PITTSBURGH — Researchers at the U.S. Department of Agriculture found COVID-19 antibodies in wild white-tail deer populations in Pennsylvania and three other states, indicating the animals were infected with the virus.
According to the study, researchers said deer are susceptible to the coronavirus, have a large population of about 30 million animals and often come into close contact with people. The study could help “identify species that may serve as reservoirs or hosts for the virus.”
Researchers also wrote that there is absolutely no evidence that people can get COVID-19 from preparing or eating meat from an animal that has been infected.
The study used a total of 481 samples collected between January 2020 and March 2021 from Illinois, Michigan, New York and Pennsylvania. COVID-19 antibodies were found in 33% of the samples. The results were not uniform and varied by state:
- Illinois: 7% of 101 samples were positive for antibodies
- Michigan: 67% of 113 samples were positive for antibodies
- New York: 19% of 68 samples were positive for antibodies
- Pennsylvania: 31% of 199 samples were positive for antibodies
The study cautioned that these numbers should not be used to assume that 33% of the entire deer population is infected with COVID-19.
USDA officials said they’re not sure how the deer were infected with the virus.

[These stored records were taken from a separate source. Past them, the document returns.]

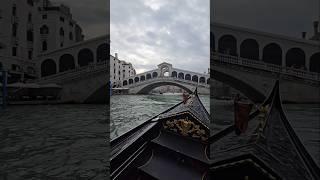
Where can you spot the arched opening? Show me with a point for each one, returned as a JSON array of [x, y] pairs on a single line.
[[315, 63], [142, 78], [212, 42], [136, 79], [102, 52], [148, 76], [174, 74], [195, 78], [61, 32], [152, 86], [44, 30], [66, 62], [228, 45], [85, 56], [48, 67], [181, 76], [188, 77], [249, 49], [154, 74], [202, 80], [296, 58], [272, 53]]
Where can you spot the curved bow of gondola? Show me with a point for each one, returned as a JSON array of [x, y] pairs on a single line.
[[270, 142]]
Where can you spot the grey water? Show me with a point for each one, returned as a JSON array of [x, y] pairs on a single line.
[[70, 141], [128, 111]]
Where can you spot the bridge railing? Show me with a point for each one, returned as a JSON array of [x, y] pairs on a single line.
[[147, 81], [77, 71], [266, 66]]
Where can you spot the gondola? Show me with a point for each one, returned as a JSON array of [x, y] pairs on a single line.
[[176, 144]]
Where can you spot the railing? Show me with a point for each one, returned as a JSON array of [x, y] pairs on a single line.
[[91, 68], [174, 79], [218, 57]]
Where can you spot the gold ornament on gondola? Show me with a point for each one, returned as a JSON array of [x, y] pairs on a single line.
[[186, 127]]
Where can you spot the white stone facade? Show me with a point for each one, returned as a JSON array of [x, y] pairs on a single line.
[[30, 28], [120, 70]]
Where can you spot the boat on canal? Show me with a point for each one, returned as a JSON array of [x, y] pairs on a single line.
[[177, 144]]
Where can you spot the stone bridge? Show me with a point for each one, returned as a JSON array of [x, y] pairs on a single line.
[[255, 78], [165, 74]]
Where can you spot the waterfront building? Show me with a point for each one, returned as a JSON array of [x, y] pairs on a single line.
[[30, 28], [119, 70]]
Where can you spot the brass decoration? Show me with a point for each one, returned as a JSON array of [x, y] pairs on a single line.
[[186, 128]]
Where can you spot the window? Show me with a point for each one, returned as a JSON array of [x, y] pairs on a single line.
[[30, 2], [30, 54], [29, 17], [14, 10], [71, 36], [14, 29], [30, 35], [44, 29], [61, 32], [44, 46], [14, 51]]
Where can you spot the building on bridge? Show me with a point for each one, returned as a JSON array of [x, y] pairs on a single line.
[[29, 29], [298, 53]]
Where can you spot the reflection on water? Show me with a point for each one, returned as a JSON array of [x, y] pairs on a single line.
[[128, 111], [53, 142]]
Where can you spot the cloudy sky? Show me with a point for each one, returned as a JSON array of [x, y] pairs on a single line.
[[148, 32]]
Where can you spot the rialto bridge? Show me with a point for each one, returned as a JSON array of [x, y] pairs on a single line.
[[165, 74]]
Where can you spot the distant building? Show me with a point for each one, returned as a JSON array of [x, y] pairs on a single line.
[[119, 70], [30, 28]]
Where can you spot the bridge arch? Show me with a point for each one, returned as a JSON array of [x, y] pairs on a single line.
[[315, 62], [272, 53], [228, 45], [142, 78], [202, 80], [125, 82], [48, 67], [174, 74], [66, 62], [181, 75], [295, 58], [151, 86], [249, 91], [154, 74], [249, 49], [188, 77], [195, 78], [85, 56]]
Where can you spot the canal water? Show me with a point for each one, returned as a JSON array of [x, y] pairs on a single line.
[[69, 141], [128, 111]]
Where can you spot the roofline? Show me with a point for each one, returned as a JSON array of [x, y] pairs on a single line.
[[271, 35]]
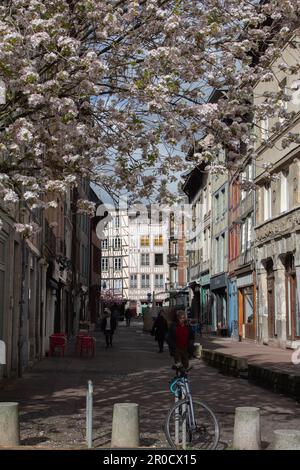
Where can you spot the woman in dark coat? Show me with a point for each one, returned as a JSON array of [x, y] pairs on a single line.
[[159, 330], [108, 326], [180, 339]]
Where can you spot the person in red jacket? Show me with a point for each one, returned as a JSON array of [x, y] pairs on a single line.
[[180, 339]]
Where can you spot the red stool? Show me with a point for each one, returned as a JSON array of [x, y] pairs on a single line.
[[87, 344], [57, 340]]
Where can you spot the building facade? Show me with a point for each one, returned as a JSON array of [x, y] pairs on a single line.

It’s possible they were exposed to it from humans, from other deer or from another animal species. They added there’s no indication deer are playing a major role in spreading the virus and based on the most recent information, “the risk of animals spreading COVID-19 to people is low.”
An animal is said to be exposed to or infected with COVID-19 when antibodies for it are detected in its blood. Antibodies are created when an animal’s immune system reacts to the virus and it does not mean there is a current infection.